Subsequently, Antrim requested and received access to certain information, including seismic data, held by the Canada Newfoundland and Labrador Offshore Petroleum Board (CNLOP). In particular, it received paper photocopies of two lines of seismic data produced by GSI which were blurry and, according to Antrim, unusable. Antrim's evidence was that these documents were placed in a filing cabinet and promptly forgotten about.

Antrim applied for summary dismissal of the claim, on several grounds, none of which were ultimately successful. The argument of interest for this note is that the copy Antrim obtained from the CNLOP was unreadable and useless to it.

Master Hanebury ruled that this did not amount to grounds to summarily dismiss GSI's claim.

There are two important caveats to note. First, there has been no finding of copyright infringement in this case. The decision to reject the application for summary dismissal merely means that the matter could go to trial (although the parties could always reach a settlement instead). Second, copyright infringement is a highly fact-driven analysis. So this decision does not mean that an unusable copy will always infringe copyright, or even that it does in this particular case. But the analysis is interesting, nonetheless.

To infringe copyright, a copy must reproduce "any substantial part" of a protected work. Precisely what that means is one of the central preoccupations of copyright law. The test is both quantitative and qualitative. "As a general proposition, a substantial part of a work is a part of the work that represents a substantial portion of the author's skill and judgment expressed therein."1

There was no dispute that Antrim intended to have a copy made (although it apparently did not specifically know the works originated from GSI). Master Hanebury considered that the blurry copy which it received was, in fact, a copy. It arguably reproduced a substantial part of the original work because, quantitatively, it represented the entire work, and qualitatively, it was intended to avoid the time and expense of negotiating a license for the work. The fact that no adverse effect actually resulted from Antrim's use of the copy was a relevant factor to be considered, but not determinative. Accordingly, Master Hanebury could not conclude that there was a high enough likelihood of Antrim's argument prevailing to justify a summary dismissal.

Master Hanebury's reference to Antrim's subjective intention in assessing infringement is doctrinally interesting. Copyright infringement is generally considered to be a matter of strict liability: if one makes an infringing copy in fact, it is irrelevant whether one intended to do so or not.

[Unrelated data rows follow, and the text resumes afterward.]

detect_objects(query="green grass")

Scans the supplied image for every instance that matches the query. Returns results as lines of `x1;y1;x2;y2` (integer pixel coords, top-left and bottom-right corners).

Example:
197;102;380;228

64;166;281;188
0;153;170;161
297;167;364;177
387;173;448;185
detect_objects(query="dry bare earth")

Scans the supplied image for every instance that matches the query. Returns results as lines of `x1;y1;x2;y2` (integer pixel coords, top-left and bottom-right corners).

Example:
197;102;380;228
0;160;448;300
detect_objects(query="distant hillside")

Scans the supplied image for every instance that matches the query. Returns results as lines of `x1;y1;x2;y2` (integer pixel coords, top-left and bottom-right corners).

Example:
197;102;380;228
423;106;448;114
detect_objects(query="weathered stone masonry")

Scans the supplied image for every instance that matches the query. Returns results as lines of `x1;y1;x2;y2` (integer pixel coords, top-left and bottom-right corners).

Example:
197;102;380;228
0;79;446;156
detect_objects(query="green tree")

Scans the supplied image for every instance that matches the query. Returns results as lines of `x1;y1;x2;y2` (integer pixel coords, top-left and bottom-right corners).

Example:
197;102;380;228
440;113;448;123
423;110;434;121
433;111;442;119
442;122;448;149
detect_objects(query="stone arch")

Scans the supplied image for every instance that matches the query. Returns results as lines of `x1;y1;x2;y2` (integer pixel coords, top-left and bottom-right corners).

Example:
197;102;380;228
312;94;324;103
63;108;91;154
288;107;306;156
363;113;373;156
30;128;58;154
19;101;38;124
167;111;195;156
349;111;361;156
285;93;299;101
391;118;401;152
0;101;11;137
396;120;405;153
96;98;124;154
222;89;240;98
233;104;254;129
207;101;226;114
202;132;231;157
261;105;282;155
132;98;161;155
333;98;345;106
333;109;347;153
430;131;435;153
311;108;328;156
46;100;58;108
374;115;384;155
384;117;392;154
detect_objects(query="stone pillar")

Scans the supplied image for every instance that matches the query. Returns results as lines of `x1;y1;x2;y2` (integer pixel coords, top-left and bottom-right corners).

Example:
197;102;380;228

Conversely, if one does not in fact make an infringing copy, merely intending to do so is not, by itself, actionable. Does this leave room to consider subjective intention when assessing the extent to which a putative copy is a substantial reproduction of an original work? It seems analytically out-of-place.

However, the same result might have been reached had Master Hanebury instead applied the approach endorsed by the Supreme Court of Canada in the Robinson case. If a comparison of the blurry copy to the original revealed identifiable elements of the original in the blurry copy which, together, amounted to a substantial part of the original, the copy could reasonably be said (ignoring other possible defences) to infringe copyright in the original.

Footnotes

1. Cinar Corporation v. Robinson, [2013] 3 SCR 1168, 2013 SCC 73, at para. 26.